I have invited you to let me tell you about Tom, my amazing friend of the feline specie. Love for the feline specie comes from the story of Peter Rabbit and Mr. Mcgregor wherein the white tabby is grooming herself by a pool of water. Later I collected insects and rocks growing up to becoming a chemist with a major oil company and later a college chemistry instruc-tor. Moving to other cities, family, etc. I lost contact with that field. Among other things, I have performed as a singer, speaker, museum docent, book recorder, newspaper reader for the blind; worked to establish a lighting business and got a mas-ters degree in radio/tv production and performance. My latest work is writing popular fiction, novels. I will try to entertain with stories about Tom and what I've learned about cats.

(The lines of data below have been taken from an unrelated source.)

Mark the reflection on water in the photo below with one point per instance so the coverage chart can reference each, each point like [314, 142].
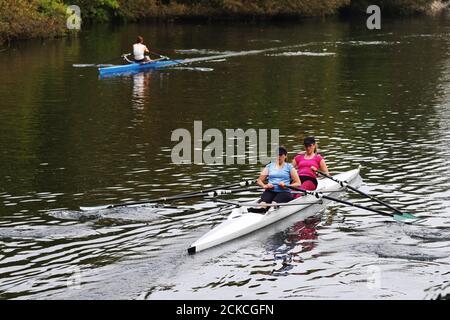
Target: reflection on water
[70, 139]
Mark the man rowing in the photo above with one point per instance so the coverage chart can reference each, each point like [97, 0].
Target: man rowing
[139, 51]
[279, 175]
[308, 163]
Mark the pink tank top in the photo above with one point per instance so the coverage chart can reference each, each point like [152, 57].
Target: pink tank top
[304, 165]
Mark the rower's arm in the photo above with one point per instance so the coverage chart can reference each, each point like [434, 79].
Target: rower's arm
[323, 167]
[295, 178]
[294, 163]
[262, 177]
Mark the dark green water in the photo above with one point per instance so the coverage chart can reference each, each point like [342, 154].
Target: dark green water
[69, 138]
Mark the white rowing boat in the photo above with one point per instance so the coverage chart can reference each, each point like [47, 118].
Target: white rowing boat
[241, 222]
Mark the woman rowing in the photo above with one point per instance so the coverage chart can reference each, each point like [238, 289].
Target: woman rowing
[279, 175]
[308, 163]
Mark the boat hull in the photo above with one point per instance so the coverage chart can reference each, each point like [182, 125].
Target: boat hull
[137, 67]
[241, 222]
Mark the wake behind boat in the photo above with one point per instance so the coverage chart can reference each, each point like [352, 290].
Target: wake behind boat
[241, 222]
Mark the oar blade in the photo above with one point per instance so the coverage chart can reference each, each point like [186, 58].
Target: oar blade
[406, 217]
[96, 208]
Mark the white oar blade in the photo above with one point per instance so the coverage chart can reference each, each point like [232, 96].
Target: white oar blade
[96, 208]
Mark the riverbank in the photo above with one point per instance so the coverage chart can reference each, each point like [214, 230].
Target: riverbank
[26, 19]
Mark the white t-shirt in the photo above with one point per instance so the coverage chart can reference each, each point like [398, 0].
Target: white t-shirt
[139, 51]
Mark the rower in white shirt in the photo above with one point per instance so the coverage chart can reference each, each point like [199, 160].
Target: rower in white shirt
[139, 51]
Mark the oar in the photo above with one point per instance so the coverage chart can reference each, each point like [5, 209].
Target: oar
[211, 192]
[320, 195]
[345, 184]
[253, 204]
[243, 183]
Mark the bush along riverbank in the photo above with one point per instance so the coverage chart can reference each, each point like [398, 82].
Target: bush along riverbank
[23, 19]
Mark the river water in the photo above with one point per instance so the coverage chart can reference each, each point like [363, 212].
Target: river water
[69, 138]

This is for all of you who love cats, who live with one, or more,. It is also for those of you who value friendship and enjoy the company of others. I welcome you into my life, about my cat and me. It may be we have other like interests and special loves than cats and friendship, be-cause I like to share, at times, some special insights, or some degree of enlightenment that may spring upon me. So, please join me for a little part of your day.

Sunday, April 6, 2014

Tom, a Common Tabby but a Noble Cat

Tom, the Alarm Cat
Is it too cold at night for a cat to be outside? Maybe, cats like people number among themselves those who are cold blooded and those who are warm blooded. Tom is a southern cat from Texas. I am from the middle of the country, regarded as
southern in the north and northern south of where I live now -- Oklahoma.
Tom does not like to face cold winds if it is freezing outside. Now that the
temperatures remain above freezing at night he asks to be let out just before
dark. Yes, he sits down by the door. However, sometimes it is a game which might be called, "Yes, I fooled you", and he retreats away from the door. After
doing this several times, he either goes out on his own, of I push him on out with the ball of my foot. He wants out; but before the night is over, he wants back inside. He can jump up to the ground floor window ledges and peer inside
just as he does when inside looking out. When he discovers the room I am in, he speaks. First, he speaks in a questioning manner, then becomes more strident. If he importunes to be let in before ten o'clock, and I open the door, he enters the house. Instead of checking out his food dish, perhaps he will proceed from his entrance door to the other door to go right back out. Another game --"Fool
My Benefactor".
If it is not too cold for him, and he stays out through the night, it may be that
he must rouse the door keeper. So he knows where I sleep and again keeps up his
interminable request at the window. His voice is too loud to ignore and he is never discouraged. For the moment he grants me an interval by going to the door, but if not finding it open to him, he is back at the window. Thus, he is just
another alarm clock I can't shut off.
Now he does have another option which he has often retired to when the weather is
wet or cold. He crams himself into the ash vent behind the fireplace. It is there for the ashes to be removed on the patio side. Then when he hears the door
opening, he is inside like a lightning flash.
Another quirk. Once I am up and have let him in, I go into the garage to turn off the switch to the yard light. My neighbors' lights all go off controlled with
a light sensor. Mine had a timer which set the off and on times. The timer wore
out, so I have to turn on and off the switch in the garage. Tom insists on going
with me to turn it off in the morning. He wouldn't miss those steps into the garage with me, all before he begins his breakfast. But then, as you may know, if you share life with a cat, he is big on routine.